Analytics Vidhya
Published in

Analytics Vidhya

Analyze Trip Advisor Hotel Reviews: LDA Topic Modeling

What makes a hotel good/bad? What matters to the travelers? Let’s find out.

Hotels play a crucial role in traveling and with the increased access to information, new pathways of selecting the best ones emerged.
With this dataset, consisting of 20k reviews crawled from Trip advisor, I will apply LDA to:

  • Discover top topics and keywords mentioned in the reviews
  • Explore the key aspects that make a hotel good or bad

Latent Dirichlet Allocation (LDA)

A Topic Model is a type of statistical model for discovering the abstract “topics” that occur in a collection of documents. Latent Dirichlet Allocation (LDA) is an example of topic model and is used to classify text in a document to a particular topic. It builds a topic per document model and words per topic model, modeled as Dirichlet distributions.

Let’s get started!

Import dataset

Take a peak of the data

df.head(10) #Return the first 10 rows
df.info()

Check Null Values

df.isna().sum()

Visualize Rating Score Distribution

Given the rating score distribution, we can see that hotels are generally doing well. Positive reviews (score 4&5) account for 74% of the total reviews.

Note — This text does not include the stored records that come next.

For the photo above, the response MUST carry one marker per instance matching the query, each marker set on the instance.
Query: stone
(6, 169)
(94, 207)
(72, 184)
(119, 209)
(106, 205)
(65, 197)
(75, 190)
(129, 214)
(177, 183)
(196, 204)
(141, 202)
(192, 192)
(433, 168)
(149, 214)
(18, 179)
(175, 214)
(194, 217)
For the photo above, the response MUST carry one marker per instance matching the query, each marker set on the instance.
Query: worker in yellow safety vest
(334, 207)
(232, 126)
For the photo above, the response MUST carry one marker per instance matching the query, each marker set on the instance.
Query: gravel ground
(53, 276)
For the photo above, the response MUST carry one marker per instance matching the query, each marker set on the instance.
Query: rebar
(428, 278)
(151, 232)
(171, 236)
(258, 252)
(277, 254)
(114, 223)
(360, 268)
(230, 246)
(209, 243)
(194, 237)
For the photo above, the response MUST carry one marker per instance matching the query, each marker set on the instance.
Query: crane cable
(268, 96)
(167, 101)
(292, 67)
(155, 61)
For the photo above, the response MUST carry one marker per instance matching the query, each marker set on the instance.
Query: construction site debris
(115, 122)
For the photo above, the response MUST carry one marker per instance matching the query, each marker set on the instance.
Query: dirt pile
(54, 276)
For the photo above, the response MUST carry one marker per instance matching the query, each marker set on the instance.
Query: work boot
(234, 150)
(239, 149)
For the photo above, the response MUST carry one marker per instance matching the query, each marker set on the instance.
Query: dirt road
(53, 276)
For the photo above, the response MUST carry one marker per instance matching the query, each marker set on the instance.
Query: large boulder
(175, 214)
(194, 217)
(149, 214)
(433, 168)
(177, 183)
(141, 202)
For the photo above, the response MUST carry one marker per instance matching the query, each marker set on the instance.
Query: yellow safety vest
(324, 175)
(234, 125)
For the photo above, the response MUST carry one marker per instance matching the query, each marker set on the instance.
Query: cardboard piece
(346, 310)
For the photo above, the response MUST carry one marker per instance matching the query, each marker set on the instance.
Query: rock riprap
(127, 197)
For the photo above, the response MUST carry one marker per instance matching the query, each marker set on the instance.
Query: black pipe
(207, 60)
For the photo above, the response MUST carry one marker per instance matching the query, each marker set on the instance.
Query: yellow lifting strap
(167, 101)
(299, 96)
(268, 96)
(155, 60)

But what are the factors that determine and contribute to a positive/negative experience? What is it that can be leveraged? What is it that can be improved?

By answering these questions, one can acquire a better understanding of the customers, and hopefully identify business opportunities and weaknesses.

Prepare the Model

Pre-process the Data

Here, we will perform the following:

  • Tokenization: Split the text and segmenting it into into words. Lowercase the words and remove punctuation.
  • All stopwords are removed — they are removed or excluded from the given text so that more focus can be given to those words which define the meaning of the text.
  • Words are lemmatized — aiming to remove inflectional endings only and to return the base or dictionary form of a word.

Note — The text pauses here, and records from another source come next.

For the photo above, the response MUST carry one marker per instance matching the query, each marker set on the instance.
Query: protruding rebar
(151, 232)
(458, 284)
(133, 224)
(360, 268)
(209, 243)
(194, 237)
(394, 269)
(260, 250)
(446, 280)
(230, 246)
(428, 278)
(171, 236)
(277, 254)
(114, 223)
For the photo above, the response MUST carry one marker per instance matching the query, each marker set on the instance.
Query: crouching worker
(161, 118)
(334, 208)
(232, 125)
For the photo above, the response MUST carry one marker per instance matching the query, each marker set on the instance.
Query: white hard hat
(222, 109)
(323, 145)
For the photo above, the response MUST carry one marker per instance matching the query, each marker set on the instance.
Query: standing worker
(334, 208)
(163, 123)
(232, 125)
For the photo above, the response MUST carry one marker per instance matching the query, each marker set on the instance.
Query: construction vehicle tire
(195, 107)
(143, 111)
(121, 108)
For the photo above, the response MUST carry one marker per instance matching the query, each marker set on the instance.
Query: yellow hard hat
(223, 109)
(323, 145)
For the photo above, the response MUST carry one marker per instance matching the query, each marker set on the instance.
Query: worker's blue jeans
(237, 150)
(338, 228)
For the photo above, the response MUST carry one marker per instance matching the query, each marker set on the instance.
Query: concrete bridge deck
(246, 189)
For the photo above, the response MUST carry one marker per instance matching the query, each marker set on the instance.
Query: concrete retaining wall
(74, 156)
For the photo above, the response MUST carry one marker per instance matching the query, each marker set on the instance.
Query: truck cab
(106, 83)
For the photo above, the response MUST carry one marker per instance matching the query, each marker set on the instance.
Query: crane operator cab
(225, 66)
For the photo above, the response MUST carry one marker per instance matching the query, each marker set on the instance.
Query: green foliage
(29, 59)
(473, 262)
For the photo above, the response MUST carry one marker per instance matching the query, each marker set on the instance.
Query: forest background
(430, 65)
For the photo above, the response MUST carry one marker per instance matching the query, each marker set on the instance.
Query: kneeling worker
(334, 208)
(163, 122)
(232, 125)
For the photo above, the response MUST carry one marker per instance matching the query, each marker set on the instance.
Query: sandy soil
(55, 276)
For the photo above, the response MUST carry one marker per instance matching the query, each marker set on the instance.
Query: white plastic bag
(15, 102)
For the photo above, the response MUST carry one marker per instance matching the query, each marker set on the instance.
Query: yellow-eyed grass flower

Latent Dirichlet Allocation (LDA)

Topic Modeling

Here, I set the topic numbers as 3 because I suspect the reviews would in the category of positive, neutral and negative. Feel free to play around with this number with different attempts. To ensure highest relevancy, you can refer to this article: Method to find optimal number of topics.

Now, for each topic, we will explore the words occurring in that topic and its relative weight.

The 3 Topics keywords:

  • Topic 0 : room, hotel, night, service, time, desk, floor, problem, hour, small, staff, water, issue…
  • Topic 1 : hotel, room, great, good, staff, location, breakfast, nice, night, clean, friendly, area, helpful, comfortable…
  • Topic 2 : food, good, pool, time, great, resort, beach, people, restaurant, beautiful, water, nice, staff…

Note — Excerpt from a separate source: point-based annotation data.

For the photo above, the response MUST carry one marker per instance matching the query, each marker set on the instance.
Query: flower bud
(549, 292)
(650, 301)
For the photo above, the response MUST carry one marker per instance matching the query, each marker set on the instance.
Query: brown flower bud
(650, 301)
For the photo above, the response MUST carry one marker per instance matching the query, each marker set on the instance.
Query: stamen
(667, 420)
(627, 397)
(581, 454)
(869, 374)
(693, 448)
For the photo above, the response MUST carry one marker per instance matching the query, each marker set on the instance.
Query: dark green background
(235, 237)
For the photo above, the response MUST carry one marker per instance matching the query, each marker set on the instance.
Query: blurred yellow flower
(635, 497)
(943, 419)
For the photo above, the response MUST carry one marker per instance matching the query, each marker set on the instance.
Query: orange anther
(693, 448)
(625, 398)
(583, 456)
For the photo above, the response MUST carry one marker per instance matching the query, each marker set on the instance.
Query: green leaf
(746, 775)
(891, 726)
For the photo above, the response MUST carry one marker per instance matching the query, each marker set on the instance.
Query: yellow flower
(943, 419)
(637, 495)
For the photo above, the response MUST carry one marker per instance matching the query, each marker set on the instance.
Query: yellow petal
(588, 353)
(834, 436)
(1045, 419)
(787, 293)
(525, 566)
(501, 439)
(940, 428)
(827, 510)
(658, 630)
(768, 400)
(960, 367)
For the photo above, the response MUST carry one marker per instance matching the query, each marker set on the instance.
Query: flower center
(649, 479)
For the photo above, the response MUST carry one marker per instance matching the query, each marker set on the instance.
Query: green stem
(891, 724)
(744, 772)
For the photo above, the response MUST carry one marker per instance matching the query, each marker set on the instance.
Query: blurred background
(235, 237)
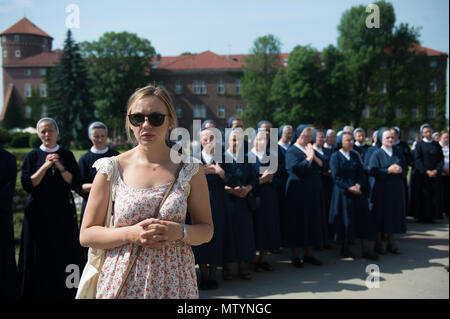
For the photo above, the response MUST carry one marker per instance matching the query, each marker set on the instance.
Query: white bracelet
(184, 232)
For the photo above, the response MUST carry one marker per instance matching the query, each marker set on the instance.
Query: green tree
(69, 100)
(259, 72)
(119, 63)
(36, 103)
(363, 50)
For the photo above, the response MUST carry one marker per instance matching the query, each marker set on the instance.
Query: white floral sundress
(164, 272)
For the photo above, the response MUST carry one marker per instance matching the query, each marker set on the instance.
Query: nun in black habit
(425, 189)
(98, 133)
(303, 196)
(211, 254)
(349, 210)
(240, 180)
(265, 217)
(50, 236)
(387, 165)
(9, 275)
(285, 132)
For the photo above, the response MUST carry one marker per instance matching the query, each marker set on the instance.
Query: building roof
(25, 26)
(7, 101)
(203, 61)
(45, 59)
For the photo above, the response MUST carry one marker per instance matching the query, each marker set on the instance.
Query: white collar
(320, 150)
(258, 154)
(49, 150)
(302, 148)
(387, 150)
(283, 145)
(346, 154)
(207, 157)
(96, 151)
(234, 156)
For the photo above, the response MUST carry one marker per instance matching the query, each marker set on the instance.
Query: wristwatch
(184, 232)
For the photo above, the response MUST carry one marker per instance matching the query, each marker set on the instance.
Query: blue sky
(223, 27)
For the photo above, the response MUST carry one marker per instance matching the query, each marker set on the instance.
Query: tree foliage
(259, 72)
(119, 63)
(69, 100)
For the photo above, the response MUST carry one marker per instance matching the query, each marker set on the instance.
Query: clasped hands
(431, 174)
(395, 169)
(355, 189)
(53, 159)
(153, 232)
(238, 191)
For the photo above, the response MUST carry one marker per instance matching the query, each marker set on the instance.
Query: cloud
(11, 5)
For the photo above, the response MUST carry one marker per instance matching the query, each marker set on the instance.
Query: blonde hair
(150, 90)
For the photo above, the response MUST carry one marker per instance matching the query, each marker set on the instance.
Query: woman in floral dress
(165, 266)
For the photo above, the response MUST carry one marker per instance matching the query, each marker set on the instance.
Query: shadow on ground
(422, 244)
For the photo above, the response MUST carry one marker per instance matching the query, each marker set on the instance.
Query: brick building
(26, 55)
(203, 86)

From the keywords, we can categorize them as:

  • Negative hotel experience (Topic 0)— from the keywords in this category, it seems like the problems are often related to wait time, reservation problems, dirtiness and loudness.
  • Positive hotel experience (Topic 1)— in this topic, we can see that most positive comments mention room, location, staff and breakfast. This tells us the criteria that the reviews are based upon, so basically what matters to the customers. We can also note the word ‘helpful’ here. This may suggest how the staffs handle a situation when problems arise can make a real impact which leaves a lasting memory.
  • Positive Resort hotel experience (Topic 2) — we learn that resort hotels must be popular, and the factors that make a great resort place include the location/environment such as beach, people, restaurant, etc.

Level of Relevance

Perplexity:  -7.163128068315959
Coherence Score: 0.3659933989946868

Perplexity is a measurement of how well a probability model predicts a test data. Topic Coherence measures score a single topic by measuring the degree of semantic similarity between high scoring words in the topic. Simply put, by looking at the perplexity and coherence score, here we get a sense of the level of relevance of the words categorized in each topic. The lower the Perplexity, the better. The higher the Coherence Score, the better. In this case, the relevance is rather low.

Business Application

Limitations

Insight

From the term list, we can see that the term ‘room’ is at the top of the list for all categories, so we can probably suggest that it is the primary product aspects that all travelers will consider.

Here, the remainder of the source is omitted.